[EM] What is the ideal election method for sincere voters?
Abd ul-Rahman Lomax
abd at lomaxdesign.com
Sat Mar 3 22:13:35 PST 2007
At 10:52 PM 3/3/2007, Scott Ritchie wrote:
>On Sat, 2007-03-03 at 02:06 -0500, Abd ul-Rahman Lomax wrote:
> > And, please, explain to me why a method that will work well for
> > selecting pizzas, with sincere votes, will not work well selecting
> > political officers, similarly with sincere votes. If you think that.
> > If we cannot agree on the best method with sincere votes, we are
> > highly unlikely to agree on the best method in the presence of
> > strategic voting, though I suppose it is possible....
>The answer for pizza selection should be fairly obvious - SOME form of
>proportional representation. No one is stupid enough to insist on
>buying 10 pizzas of the exact same type for a large party.
Right. However, the example is intended to examine single-winner. For
some reason, only one kind of pizza can be purchased. The case where
multiple pizzas can be purchased is simpler to resolve, though still
>It's interesting you bring up the pizza example, as it's one I so often
>like to use when describing voting systems. Sometimes people have very
>strong preferences (say, vegetarian), and we let them have a veto over
>meat unless we can order more than one. Sometimes people's favorite is
>very very bizarre (anchovies), but pepperoni is a good compromise.

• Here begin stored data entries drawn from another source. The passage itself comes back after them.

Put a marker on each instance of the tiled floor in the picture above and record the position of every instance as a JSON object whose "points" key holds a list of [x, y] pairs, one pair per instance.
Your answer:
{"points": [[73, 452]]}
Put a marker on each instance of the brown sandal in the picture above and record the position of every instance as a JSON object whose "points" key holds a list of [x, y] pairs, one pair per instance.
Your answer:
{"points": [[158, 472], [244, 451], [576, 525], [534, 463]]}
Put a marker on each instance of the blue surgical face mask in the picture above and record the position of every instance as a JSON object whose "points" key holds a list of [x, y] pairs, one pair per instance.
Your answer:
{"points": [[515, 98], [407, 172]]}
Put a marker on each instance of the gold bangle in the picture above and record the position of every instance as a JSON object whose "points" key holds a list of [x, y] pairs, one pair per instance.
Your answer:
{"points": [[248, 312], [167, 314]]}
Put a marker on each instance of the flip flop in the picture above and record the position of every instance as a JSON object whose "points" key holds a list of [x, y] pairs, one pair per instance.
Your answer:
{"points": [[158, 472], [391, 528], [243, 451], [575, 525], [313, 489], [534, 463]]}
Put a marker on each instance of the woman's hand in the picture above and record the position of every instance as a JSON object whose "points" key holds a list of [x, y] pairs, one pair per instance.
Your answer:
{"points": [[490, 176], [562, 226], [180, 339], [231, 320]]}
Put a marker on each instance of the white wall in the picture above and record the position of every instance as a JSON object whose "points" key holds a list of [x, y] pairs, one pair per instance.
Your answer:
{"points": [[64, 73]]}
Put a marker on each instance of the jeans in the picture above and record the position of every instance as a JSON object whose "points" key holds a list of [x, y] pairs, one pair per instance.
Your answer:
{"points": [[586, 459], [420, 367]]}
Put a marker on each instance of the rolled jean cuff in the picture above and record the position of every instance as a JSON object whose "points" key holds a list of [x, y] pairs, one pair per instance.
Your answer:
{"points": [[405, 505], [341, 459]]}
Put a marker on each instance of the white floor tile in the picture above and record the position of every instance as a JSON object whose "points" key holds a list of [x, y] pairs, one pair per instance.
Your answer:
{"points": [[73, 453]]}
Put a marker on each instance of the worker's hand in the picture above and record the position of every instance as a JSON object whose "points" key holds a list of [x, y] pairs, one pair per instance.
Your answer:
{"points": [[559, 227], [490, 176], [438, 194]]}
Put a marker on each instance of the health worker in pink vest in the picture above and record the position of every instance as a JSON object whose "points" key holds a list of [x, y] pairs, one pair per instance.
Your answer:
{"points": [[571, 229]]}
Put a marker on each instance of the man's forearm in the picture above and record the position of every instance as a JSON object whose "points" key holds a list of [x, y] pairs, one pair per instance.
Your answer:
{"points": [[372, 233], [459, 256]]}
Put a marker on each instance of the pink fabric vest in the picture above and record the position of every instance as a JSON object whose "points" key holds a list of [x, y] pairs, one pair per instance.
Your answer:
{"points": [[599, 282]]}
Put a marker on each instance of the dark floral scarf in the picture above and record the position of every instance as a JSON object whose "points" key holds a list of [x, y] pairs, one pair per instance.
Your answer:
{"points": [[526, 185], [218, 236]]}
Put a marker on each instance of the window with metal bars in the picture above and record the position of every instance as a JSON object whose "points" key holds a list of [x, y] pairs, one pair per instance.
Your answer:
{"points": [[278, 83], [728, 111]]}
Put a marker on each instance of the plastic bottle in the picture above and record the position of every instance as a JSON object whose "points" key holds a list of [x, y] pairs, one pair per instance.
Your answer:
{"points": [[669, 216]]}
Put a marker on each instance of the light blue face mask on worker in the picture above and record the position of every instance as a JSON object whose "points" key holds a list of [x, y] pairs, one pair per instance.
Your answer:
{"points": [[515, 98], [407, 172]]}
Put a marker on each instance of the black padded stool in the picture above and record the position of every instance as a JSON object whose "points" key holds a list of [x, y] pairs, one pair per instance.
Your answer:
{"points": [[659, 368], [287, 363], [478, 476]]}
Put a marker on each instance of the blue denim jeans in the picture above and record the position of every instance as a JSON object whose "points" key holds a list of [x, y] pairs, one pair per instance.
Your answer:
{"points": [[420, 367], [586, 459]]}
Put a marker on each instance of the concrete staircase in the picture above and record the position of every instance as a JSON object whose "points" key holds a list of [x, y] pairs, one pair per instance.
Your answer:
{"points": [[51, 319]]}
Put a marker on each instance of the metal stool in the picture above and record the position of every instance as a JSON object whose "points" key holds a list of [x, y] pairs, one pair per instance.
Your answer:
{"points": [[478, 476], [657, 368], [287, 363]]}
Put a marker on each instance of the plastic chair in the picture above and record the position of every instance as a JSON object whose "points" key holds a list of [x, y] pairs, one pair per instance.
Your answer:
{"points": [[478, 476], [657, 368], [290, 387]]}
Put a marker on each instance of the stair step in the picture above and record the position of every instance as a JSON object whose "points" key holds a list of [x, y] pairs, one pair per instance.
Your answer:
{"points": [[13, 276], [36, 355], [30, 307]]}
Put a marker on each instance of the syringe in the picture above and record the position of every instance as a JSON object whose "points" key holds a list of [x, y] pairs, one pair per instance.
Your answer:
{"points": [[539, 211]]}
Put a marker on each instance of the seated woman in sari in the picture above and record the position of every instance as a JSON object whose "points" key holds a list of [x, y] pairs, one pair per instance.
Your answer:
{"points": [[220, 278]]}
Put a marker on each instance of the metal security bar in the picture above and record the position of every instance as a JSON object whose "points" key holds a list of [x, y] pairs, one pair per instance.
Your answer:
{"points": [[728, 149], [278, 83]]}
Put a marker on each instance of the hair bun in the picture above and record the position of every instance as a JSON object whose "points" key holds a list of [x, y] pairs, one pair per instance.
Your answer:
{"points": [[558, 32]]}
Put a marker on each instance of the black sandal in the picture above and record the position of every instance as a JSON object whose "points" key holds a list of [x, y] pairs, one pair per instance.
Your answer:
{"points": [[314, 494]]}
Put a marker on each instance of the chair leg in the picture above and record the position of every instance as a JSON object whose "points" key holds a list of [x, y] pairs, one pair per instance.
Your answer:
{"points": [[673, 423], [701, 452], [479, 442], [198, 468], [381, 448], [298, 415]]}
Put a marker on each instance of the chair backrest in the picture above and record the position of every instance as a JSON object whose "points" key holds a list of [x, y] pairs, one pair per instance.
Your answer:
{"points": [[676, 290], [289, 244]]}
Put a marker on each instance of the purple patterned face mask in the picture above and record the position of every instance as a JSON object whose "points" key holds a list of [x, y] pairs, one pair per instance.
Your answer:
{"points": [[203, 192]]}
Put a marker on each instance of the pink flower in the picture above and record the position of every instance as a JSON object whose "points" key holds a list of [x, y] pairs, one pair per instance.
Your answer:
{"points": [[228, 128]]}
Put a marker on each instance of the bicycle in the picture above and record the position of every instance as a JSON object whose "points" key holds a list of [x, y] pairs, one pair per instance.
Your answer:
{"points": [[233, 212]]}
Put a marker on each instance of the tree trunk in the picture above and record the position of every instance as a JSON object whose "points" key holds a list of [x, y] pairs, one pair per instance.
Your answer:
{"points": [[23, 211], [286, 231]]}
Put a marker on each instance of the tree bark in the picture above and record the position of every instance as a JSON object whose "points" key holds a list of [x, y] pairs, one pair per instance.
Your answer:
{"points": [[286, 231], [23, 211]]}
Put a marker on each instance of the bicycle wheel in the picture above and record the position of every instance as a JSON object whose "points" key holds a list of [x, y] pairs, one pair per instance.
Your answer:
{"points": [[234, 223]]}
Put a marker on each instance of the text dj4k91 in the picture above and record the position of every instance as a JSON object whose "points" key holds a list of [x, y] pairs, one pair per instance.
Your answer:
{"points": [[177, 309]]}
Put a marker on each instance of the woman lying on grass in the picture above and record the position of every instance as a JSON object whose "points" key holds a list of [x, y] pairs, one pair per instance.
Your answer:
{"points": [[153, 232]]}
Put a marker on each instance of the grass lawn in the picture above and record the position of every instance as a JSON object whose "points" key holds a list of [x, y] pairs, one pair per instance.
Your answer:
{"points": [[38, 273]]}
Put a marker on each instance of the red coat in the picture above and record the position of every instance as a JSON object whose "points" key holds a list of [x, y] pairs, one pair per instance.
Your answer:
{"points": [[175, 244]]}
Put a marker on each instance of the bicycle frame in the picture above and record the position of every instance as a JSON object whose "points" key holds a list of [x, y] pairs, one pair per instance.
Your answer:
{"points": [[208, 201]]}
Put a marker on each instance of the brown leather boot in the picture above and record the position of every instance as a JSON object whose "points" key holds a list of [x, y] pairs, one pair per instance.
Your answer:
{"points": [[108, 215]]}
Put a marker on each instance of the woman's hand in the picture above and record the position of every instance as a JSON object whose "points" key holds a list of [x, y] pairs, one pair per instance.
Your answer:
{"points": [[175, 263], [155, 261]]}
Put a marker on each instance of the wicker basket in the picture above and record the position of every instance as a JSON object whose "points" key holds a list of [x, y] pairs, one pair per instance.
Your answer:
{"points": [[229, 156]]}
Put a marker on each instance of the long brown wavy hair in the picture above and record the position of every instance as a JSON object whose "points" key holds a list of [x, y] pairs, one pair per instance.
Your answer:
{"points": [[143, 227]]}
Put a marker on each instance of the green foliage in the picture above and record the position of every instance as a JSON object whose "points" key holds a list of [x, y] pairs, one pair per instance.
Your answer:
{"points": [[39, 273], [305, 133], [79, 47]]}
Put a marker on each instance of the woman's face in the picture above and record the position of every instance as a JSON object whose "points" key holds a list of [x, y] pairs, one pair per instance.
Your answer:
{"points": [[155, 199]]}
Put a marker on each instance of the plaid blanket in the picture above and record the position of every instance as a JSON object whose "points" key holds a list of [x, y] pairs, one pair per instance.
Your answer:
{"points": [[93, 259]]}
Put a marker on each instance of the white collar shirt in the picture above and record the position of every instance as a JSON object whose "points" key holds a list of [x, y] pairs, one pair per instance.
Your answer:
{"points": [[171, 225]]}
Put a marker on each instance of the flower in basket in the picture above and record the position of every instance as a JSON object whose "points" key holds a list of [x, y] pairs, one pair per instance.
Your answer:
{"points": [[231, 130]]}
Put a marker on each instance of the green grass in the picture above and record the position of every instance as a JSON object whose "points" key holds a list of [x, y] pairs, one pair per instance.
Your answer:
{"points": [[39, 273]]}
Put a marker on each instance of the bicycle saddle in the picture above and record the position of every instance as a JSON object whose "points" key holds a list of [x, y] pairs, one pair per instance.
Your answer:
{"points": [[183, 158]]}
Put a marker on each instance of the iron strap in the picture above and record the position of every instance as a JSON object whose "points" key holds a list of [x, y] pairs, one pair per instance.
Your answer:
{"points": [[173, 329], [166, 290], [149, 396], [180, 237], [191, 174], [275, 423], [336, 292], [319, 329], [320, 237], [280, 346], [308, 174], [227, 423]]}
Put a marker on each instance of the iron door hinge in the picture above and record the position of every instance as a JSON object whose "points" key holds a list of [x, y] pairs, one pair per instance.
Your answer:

Preference strength *matters* with pizzas. Why not with politicians?
>Importantly, though, just about everyone understands how proportional
>representation "works" for pizza selection with large groups - it simply
>doesn't matter what others are eating. This isn't quite so for real
>elections; people care that extremists are in the parliament (even if
>they're only 1% of it), but they don't care that some weirdos are eating
My own opinion is that excluding extremists from assemblies increases
and makes more dangerous their extremism. Anyone who can follow
assembly rules, maintaining decorum, should be allowed in -- if they
have sufficient support.
I've argued, similarly, that taking the vote from felons is harmful.
If so many people are felons that it affects elections, perhaps there
is something wrong with the laws! Now, there are procedural problems
that could justify not allowing incarcerated felons to vote, though
even that is problematic to me.
It's obvious that pizzas are different from politicians. Fewer
letters in the food name, for example. :-)
The point is about the selection process, not about the object being
selected. Election methods are about groups of people, particularly
groups large enough that informal deliberation is not practical,
making choices, and I think we err when we focus exclusively on
political elections. Certainly political elections have some unique
characteristics, but so do other choices.